This follows from Theorem 1.5 of Alex Smith's paper "The distribution of $\ell^\infty$-Selmer groups in degree $\ell$ twist families I" which states
Suppose $A/\mathbb Q$ is an elliptic curve that fits into eitehr case (1) or (3) of Assumption (1.1). Given any nonicnreasing sequence $r_2 \geq r_4 \geq \dots \geq r_{2^k} \geq \dots$ of nonnegative integers, we have $$ \lim_{H \to\infty} \frac{ \# \{d \in \mathbb Z^{\neq 0} \colon |d|<H \textrm { and } r_{2^K} (A^d) = r_{2^k} \textrm{ for all }k\geq 1\}}{2H} = P^{\textrm{Alt}}(r_2\mid \infty) \cdot \prod_{k=2}^{\infty} P^{\textrm{Alt} }( r_{2^k} \mid r^{2^{k-1}})$$
Choose $r_2 = 2N$ for a large $N$, $r_4 =2N$, $r_8=0$, and thus $r_{2^k}=0$ for all $K>3$. The definition of $P^{\textrm{Alt}}(j\mid n))$ makes it clear that this probability is nonzero as long as $j$ and $n$ have the same parity and $1$ if $j=n=1$, and it can also be checked that $P^{\textrm{Alt}}(j\mid \infty))$ is nonzero for all nonnegative integers $j$, so the product on the right-hand side is zero.
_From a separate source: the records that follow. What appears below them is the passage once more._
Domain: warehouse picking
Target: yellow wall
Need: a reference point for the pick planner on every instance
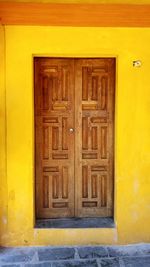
(86, 1)
(3, 180)
(132, 131)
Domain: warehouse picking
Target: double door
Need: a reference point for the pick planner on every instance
(74, 117)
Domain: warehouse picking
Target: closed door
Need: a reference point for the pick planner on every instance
(74, 111)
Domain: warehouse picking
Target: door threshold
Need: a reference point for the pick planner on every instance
(98, 222)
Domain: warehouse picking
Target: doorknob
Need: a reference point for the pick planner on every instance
(71, 130)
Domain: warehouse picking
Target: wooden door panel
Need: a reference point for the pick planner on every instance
(94, 79)
(54, 116)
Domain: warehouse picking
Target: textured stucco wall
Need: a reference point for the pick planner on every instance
(132, 131)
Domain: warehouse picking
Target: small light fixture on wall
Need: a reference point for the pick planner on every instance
(137, 63)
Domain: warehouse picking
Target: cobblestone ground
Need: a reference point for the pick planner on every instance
(89, 256)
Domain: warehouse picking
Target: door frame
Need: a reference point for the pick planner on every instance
(114, 116)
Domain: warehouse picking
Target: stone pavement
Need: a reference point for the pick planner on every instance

Hence the limit on the left-hand side is nonzero. In particular, the numerator on the left-hand side must be nonzero for some $H$, and therefore there exists a $d$ such that the $2$-Selmer rank $r_{2}$ of the quadratic twist $A^d$ is $2N$, the $4$-Selmer rank is $2N$, and the $8$-Selmer rank is $0$.
This implies the algebraic rank is $0$, and so the 4-Sha rank of the Tate-Shafarevich group is at least $2N-2$ (the loss of $2$ coming from the possible $2$-torsion of $A$, though we may choose $A$ to have no $2$-torsion).